This morning, New Cannabis Ventures received anonymously an audio recording of a conversation between former CEO Hadley Ford of iAnthus (CSE: IAN) (OTC: ITHUF) and an investor. We were able to confirm with the investor, who was aware that it had been leaked, that the recording is legitimate, though he claimed to have no involvement in sharing the information and had no intention for it to become public. The conversation, which took place in early October, conveys Ford’s perspective of the events leading to a plan of arrangement that will leave current shareholders with just 2.75% of the company. An appeal of the recapitalization transaction will be heard tomorrow at the Supreme Court of British Columbia.
Ford discussed the history of his relationship with Gotham Green Partners, an investor in the company, dating to 2017, as well as the legal dispute that arose with Oasis Investments II Master Fund Ltd. According to Ford, the company had always had a strong relationship with Gotham, with weekly meetings taking place that usually included Gotham’s Jason Adler. Gotham had first invested in the company in 2018.
Oasis loaned money to iAnthus in 2019. Ford alleged that in June, afterwards, principal Alex Shoghi accused the company of violating debt covenants, something that Ford believes was contrived in order to get better terms, including renegotiating $6 options lower to market prices, which were much lower.
According to Ford, in late 2019, it became clear that Gotham was not going to advance the full remaining $40 million it had committed, but the company was optimistic that it would receive $20 million in January. Ford alleged that Shoghi called in early January, bringing up the covenant issue again, which the company continued to dispute. He claimed that he shared a letter with Jason Adler, who responded, according to Ford, that they weren’t going to “negotiate with terrorists.” Ford claims that Shoghi threatened the company by saying that he would issue a press release that would lead to the stock price declining. He even suggested that Soghi may have been shorting or conspiring with short sellers to push the stock lower. At a certain point, a lower stock price would have effectively prevented further financing by iAnthus, according to Ford.
At this point, Gotham’s tone changed dramatically.

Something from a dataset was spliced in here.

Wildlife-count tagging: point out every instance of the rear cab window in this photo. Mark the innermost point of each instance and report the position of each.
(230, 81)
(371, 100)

The company was racing to complete the Gotham financing, and Gotham, according to Ford, was trying to reduce the pending loan to $15 million. Ford, who perceived that Gotham was having trouble getting the funds, began to look for alternative financing. According to Ford, he wanted to do a sale-leaseback transaction to raise $40 million, an idea initially well received by Adler. Ford purports that Shoghi talked Adler out of it, alleging that they began to conspire to seize control of the company.
Speaking of his communication with Adler on March 24th, Ford said that he was told by him that “We are going to take your company private… We are going to wipe out the public shareholders holders and the junior guys, and then we are going to recharge the management team.”
Indeed, Adler’s plan is playing out, with current equity holders about to have their ownership diluted substantially if the pending recapitalization is finalized. It’s not clear why the Board of Directors, which has seen several members depart, didn’t just file for bankruptcy, especially in light of the recovery for stock prices over the past ten months. iAnthus reported Q3 revenue of $40.6 million, up 82% from a year earlier, with a sharply reduced operating loss. The stock, ahead of the pending recapitalization, trades at a fraction of where it began 2020, while its peers have experienced dramatic gains.
Ford alleged that Canaccord, which was hired by iAnthus to conduct a strategic review, failed to find an alternative buyer, suggesting that a leading MSO was interested in making a bid of $200 million that somehow didn’t get presented to the board. A separate recording suggested that Beth Stavola, formerly a director and the Chief Strategy Officer of iAnthus, was trying to broker that deal.
We have summarized only Ford’s views, but shareholders should be concerned if there was collusion between lenders, as he alleges. Additionally, investors deserve to understand why the Board of Directors hasn’t pursued alternatives that may have put shareholders in a better position.